Traska udana, chociaż wczorajsza jazda i mało snu, przyczyniło się do mojego ostatecznego klapnięcia po dotarciu do domu. Zjadłem obiad, herbatka się studzi więc trzeba kończyć pisanie. Pozdrawiam!


Zamek Tenczyn

Sobota, 14 lipca 2012 | dodano:14.07.2012 | linkuj | komentarze(3)
Kategoria Małopolskie
  d a n e  w y j a z d u
85.38 km
0.00 km teren
04:28 h
19.11 km/h
53.00 vmax
837 m 2520 <
Podczas porannego spaceru do sklepu zadzwonił Kuba częstochowski i zaproponował wypad na rower. Spotkaliśmy się w południe i postanowiliśmy nie odwiedzać Lasku Wolskiego, miejsca tego mam już na prawdę dosyć, tylko ruszyć w kierunku Kryspinowa i dalej się zobaczy. Na inspirację długo czekać nie trzeba było, trafiliśmy na kierunkowskaz zielonego szlaku rowerowego. Informacje na nim mówiły o nie dużym dystansie do Dolinki Mnikowskiej, ale to następny puknt rozpalił naszą wyobraźnię. Zamek Tenczyn - 22 km - super, jedziemy.

To jest pole © autochton

Pojechaliśmy tankując po drodze kolę i kranówę z bidonu. Kilometrów w sumie było nieco więcej niźli kierunkowskaz informował, ale jechało się przyjemnie, poza dwoma momentami kiedy atakowały nas stada ślepaków, natarczywie usiłujących dorwać się do naszej krwi. Zaliczyliśmy, przy jednym takim spotkaniu, jeden podjazd nieco szybciej niż zamierzaliśmy. Jak przywiało wiatrem na górce, bestie odpuściły.

W trasie © autochton

Dotarliśmy w końcu do Zamku Tenczyn, po drodze przejeżdżając przez Baczyn, który osobiście urzekł mnie i szczerze nie miałbym nic przeciwko możliwości zamieszkania w tym miejscu (chociaż do sklepu trochę daleko...). Na zamku tym już raz gościłem w sierpniu 2009 roku, obecnie jednak trwają tam prace budowlane i raczej nie w smak budowlańcom byłoby zwiedzanie ruin przez pędraków, mogących uszczknąć nieco ze sprzętu budowlanego :] W 2009 roku mimo oficjalnego zakazu, można było sobie wejść "bocznym wejściem" i pozwiedzać zamczysko.

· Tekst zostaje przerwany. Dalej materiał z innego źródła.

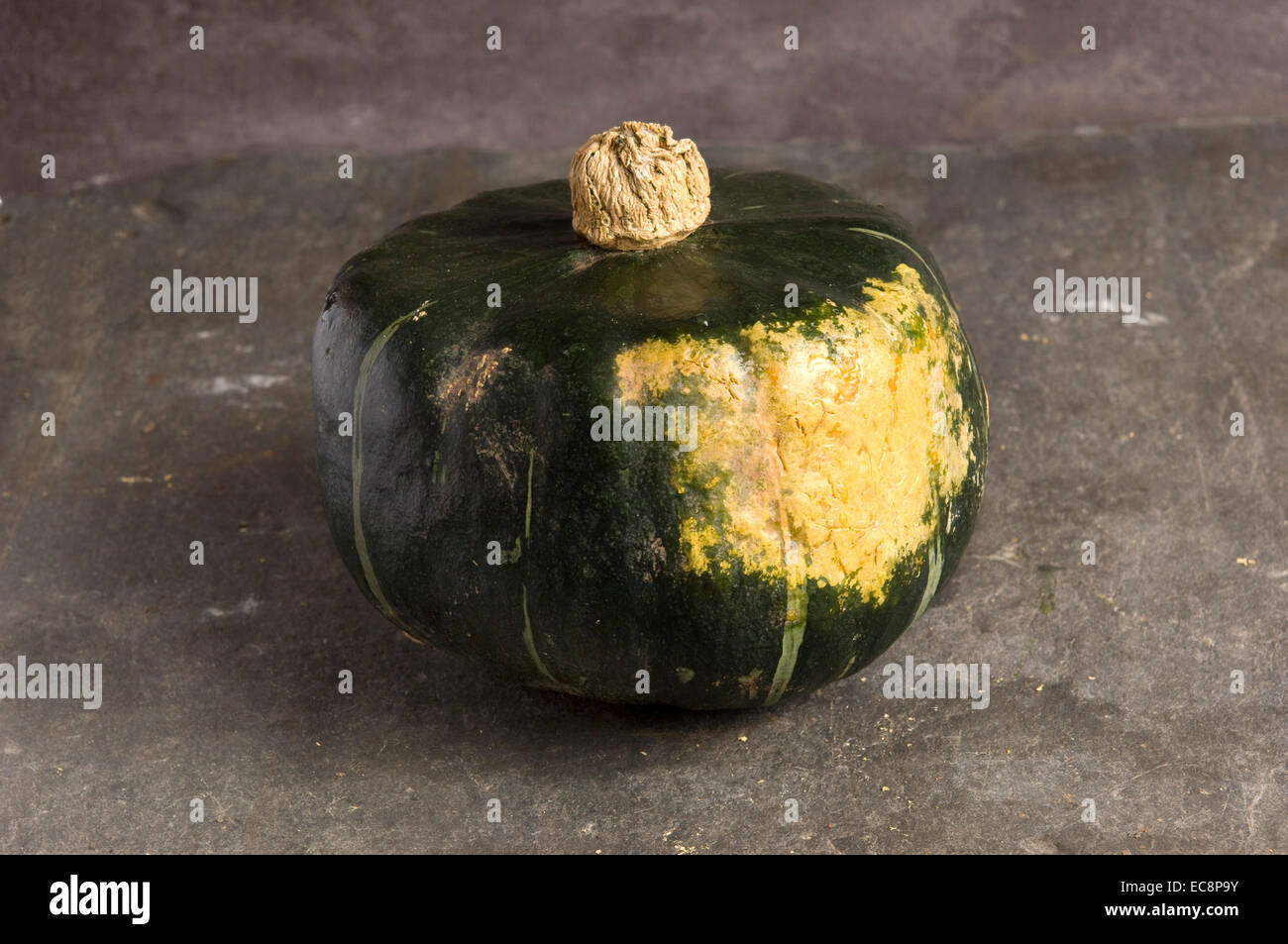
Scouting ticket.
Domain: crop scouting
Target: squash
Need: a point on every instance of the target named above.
(729, 463)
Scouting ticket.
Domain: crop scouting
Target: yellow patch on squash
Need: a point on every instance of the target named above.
(823, 447)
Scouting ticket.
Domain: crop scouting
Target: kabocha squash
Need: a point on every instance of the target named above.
(739, 455)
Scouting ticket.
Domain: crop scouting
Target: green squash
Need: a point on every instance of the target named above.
(809, 478)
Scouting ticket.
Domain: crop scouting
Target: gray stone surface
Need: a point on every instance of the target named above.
(1109, 682)
(112, 89)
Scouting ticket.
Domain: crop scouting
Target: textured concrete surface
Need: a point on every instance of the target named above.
(1111, 682)
(112, 88)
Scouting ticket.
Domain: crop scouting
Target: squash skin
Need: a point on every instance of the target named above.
(587, 604)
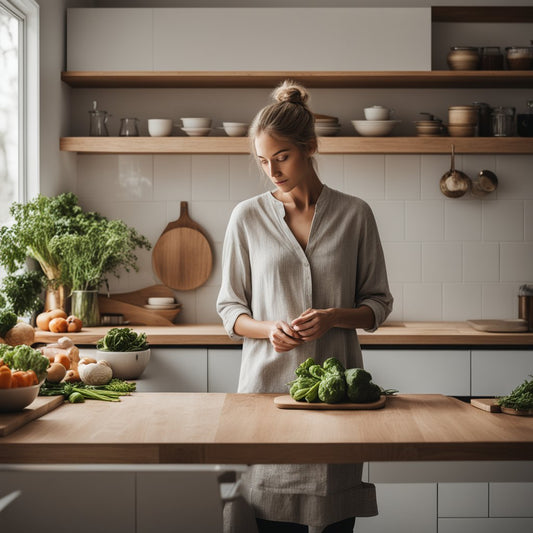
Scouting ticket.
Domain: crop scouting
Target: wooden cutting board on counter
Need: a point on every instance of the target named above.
(182, 258)
(287, 402)
(10, 422)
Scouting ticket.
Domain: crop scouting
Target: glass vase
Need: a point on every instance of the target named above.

Tenczyn w budowie © autochton

Obecnie wygląda na to, że zamek powróci do swojej dawnej świetności, chętnych do zwiedzania pewnie nie zabraknie, eksponaty do pokazywania gawiedzi się sprowadzi lub zrobi i będzie średniowieczny Mac :) Tak czy siak, miło będzie jak zamek po ludzku zacznie wyglądać i na głowę sypać się zaprzestanie.

Zamek Tenczyn © autochton

Wróciliśmy przez Tenczynek, Kochanów, Zabierzów... Powrót raczej ekspresowy, ze względu na mobilizujące samochody na ruchliwej drodze.

Most © autochton

Tak oto z krótkiej wycieczki, zrobiła się dłuższa :]


Po bułki do sklepu

Czwartek, 12 lipca 2012 | dodano:14.07.2012 | linkuj | komentarze(0)
Kategoria Po bułki do sklepu
  d a n e  w y j a z d u
17.00 km
0.00 km teren
02:00 h
8.50 km/h
27.00 vmax
77 m 377 <
Klasyczna jazda po Krakowie, załatwianie tego i owego. Nic dodać nic ująć.